For clarity I’ll quote from the New Living Translation. (Tyndale House Publishers, Inc.) “People know how to mine silver and refine gold. They know how to dig iron from the earth and smelt copper from stone. They know how to put light into darkness and explore the farthest, darkest regions of the earth as they search for ore. They sink a mine shaft into the earth far from where anyone lives. They descend on ropes, swinging back and forth. Bread comes from the earth, but below the surface the earth is melted as by fire.
“People know how to find sapphires and gold dust – treasures that no bird of prey can see, no falcon’s eye can observe – for they are deep within the mines. No wild animal has ever walked upon these treasures; no lion has set his paw there. “People know how to tear apart flinty rocks and overturn the roots of mountains. They cut tunnels in the rocks and uncover precious stones. They dam up the trickling streams and bring to light the hidden treasures.

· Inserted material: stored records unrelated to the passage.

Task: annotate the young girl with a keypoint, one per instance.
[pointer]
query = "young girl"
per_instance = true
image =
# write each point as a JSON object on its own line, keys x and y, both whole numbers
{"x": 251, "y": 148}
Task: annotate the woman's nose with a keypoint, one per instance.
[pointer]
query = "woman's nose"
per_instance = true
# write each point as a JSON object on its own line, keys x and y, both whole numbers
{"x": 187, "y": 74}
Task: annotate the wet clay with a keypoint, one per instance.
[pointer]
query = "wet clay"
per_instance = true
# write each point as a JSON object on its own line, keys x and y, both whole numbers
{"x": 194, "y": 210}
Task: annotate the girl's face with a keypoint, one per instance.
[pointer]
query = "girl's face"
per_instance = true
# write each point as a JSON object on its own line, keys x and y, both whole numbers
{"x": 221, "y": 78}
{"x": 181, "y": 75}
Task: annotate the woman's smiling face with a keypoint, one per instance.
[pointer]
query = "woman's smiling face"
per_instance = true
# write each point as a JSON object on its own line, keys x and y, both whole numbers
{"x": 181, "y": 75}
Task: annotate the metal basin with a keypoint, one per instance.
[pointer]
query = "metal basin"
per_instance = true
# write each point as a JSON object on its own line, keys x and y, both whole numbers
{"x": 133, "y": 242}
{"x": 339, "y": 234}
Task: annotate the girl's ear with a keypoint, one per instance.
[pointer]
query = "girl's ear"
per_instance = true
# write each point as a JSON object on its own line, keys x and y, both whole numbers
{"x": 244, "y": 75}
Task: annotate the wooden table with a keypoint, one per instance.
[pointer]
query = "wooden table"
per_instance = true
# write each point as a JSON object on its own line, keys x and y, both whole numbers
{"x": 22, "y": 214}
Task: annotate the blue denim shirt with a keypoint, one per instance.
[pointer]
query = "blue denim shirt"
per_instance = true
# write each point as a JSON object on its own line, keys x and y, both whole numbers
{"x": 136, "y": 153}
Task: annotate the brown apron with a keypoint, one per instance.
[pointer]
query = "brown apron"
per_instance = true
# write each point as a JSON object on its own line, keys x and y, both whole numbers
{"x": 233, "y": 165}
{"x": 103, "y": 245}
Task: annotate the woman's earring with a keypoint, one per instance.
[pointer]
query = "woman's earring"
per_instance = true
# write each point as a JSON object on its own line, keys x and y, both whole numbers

“But do people know where to find wisdom? Where can they find understanding? No one knows where to find it.” [End quote.]
At this point we need to remember that the wisdom that Job speaks of — the wisdom that cannot be seen by the sharpest eye or trodden by the proudest foot — is the wisdom Paul writes of in the first two chapters of First Corinthians. The ancient Greeks valued worldly wisdom (Greek: sophia) above everything else, but saw the gospel preached by Paul as laughable because it lacked sophistication.
“For the Jews require a sign, and the Greeks seek after wisdom, but we preach Christ crucified, to the Jews a stumbling-block, and to the Greeks foolishness; but to those who are called, both Jews and Greeks, Christ the power of God and the wisdom of God. Because the [supposed] foolishness of God is wiser than men; and the [supposed] weakness of God is stronger than men.” (1 Corinthians 1:22-25)
Paul’s determination “not to know anything among you, except Jesus Christ, and him crucified” made him weak, afraid and very shaky, but enabled him to demonstrate the power of the Spirit of God. This, rather than the “enticing words of man’s wisdom” so beloved of the Greeks, should be the basis of their faith (1 Corinthians 2:2-5).
In refusing the signs Jews required and the wisdom Greeks prized, Paul chose a way that pleased neither. He put his witness on the line! Life on the line is about choice: whether you and I have the courage to choose to do as Paul did by putting ourselves ‘at risk’ in situations where we are so dependent on God that we find ourselves praying, “Lord, if you don’t show up, I’m sunk!” This is both daring and dangerous! (The one proviso is that we are where the Lord has led us, not just where we are of our own will.)
It helps us that the Apostle Paul did it “in weakness, in fear, and in trembling” (the Greek word translated “fear” is “phobos”, the origin of the English word “phobia”). If you don’t feel that before you preach then maybe you are preaching what people want rather than what they need. Never allow the expectations of people to determine the content of your message or the way you minister in the anointing.